There's some difference in how I handle TCP and TLS that's causing this. Profiling the code didn't reveal much as my attempts kept showing that gopher should be using less CPU than Gemini, so then it was just a matter of staring at code and thinking hard.
It wasn't easy. Yes, there are some differences between the TCP interface and the TLS interface, so it was a matter of going through the code, bringing them closer in implementation and seeing if that fixed things. I would fix the code, run a test, see it not make a difference, and try again. Eventually, I came across this bit of code:
-- --------------------------------------------------------------------- -- It might be a bug *somewhere*, but on Linux, this is required to get -- Unix domain sockets to work with the NFL driver. There's a race -- condition where writting data then calling close() may cause the -- other side to receive no data. This does NOT appoear to happen with -- TCP sockets, but this doesn't hurt the TCP side in any case. -- --------------------------------------------------------------------- while self.__socket.sendqueue and ios.__socket.sendqueue > 0 do nfl.SOCKETS:update(self.__socket,'w') coroutine.yield() end
This bit of code wasn't in the TLS implementation, and as the comment says, it “shouldn't” hurt the TCP path, but hey, it was only needed for local (or Unix) domain sockets to begin with, so let me try removing that bit of code and run a test.

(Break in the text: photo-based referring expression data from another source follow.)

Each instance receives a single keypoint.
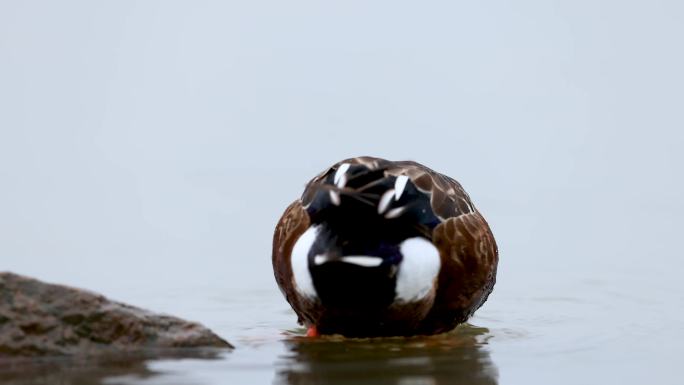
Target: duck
(379, 248)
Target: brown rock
(38, 318)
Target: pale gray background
(163, 135)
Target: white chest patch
(300, 263)
(417, 270)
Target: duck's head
(368, 247)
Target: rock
(39, 319)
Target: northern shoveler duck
(381, 248)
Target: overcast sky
(163, 139)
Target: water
(557, 327)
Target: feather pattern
(467, 249)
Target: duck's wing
(291, 226)
(469, 258)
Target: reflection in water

CPU | real | user | sys | |
---|---|---|---|---|
gopher | 18 | 46.726 | 13.971 | 4.059 |
gemini | 4 | 107.928 | 3.951 | 0.322 |
CPU | real | user | sys | |
---|---|---|---|---|
gopher | 0 | 52.403 | 0.635 | 0.185 |
gemini | 4 | 103.290 | 3.957 | 0.285 |
THAT'S more like it!
Now, about that code … this is my best guess as to what was going on.
The sendqueue
field is a Linux-only field,
so I'm checking to see if it exists,
and then checking the value
(if only to avoid the “attempt to compare number with nil” Lua error on non-Linux systems).
This returns the number of bytes the kernel has yet to send,
so we switch the socket to trigger an event when we can write to it,
and yield.
Even worse,
the check isn't just a simple variable fetch,
but ends up being an ioctl()
system call.
Twice!
Now the “write” event code:
if event.write then if #ios.__output > 0 then local bytes,err = ios.__socket:send(nil,ios.__output) if err == 0 then ios.__wbytes = ios.__wbytes + bytes ios.__output = ios.__output:sub(bytes + 1,-1) else syslog('error',"socket:send() = %s",errno[err]) nfl.SOCKETS:remove(ios.__socket) nfl.schedule(ios.__co,false,errno[err],err) end end if #ios.__output == 0 then nfl.SOCKETS:update(ios.__socket,'r') nfl.schedule(ios.__co,true) end end
There's probably no data to be sent (ios.__output
is empty) so we immediately switch the socket back to trigger for readability,
then resume the coroutine handling the socket.
It goes back to the while
loop,
setting the socket back to trigger on writability,
and kept bouncing like that until the kernel buffer had been sent.
As I wrote, this fixed an issue I had with local domain sockets—it wasn't an issue with an IP socket, and in fact, was the wrong thing to do for an IP socket.
And as it is with these types of bugs, finding the root cause is not trivial, but the fix almost always is.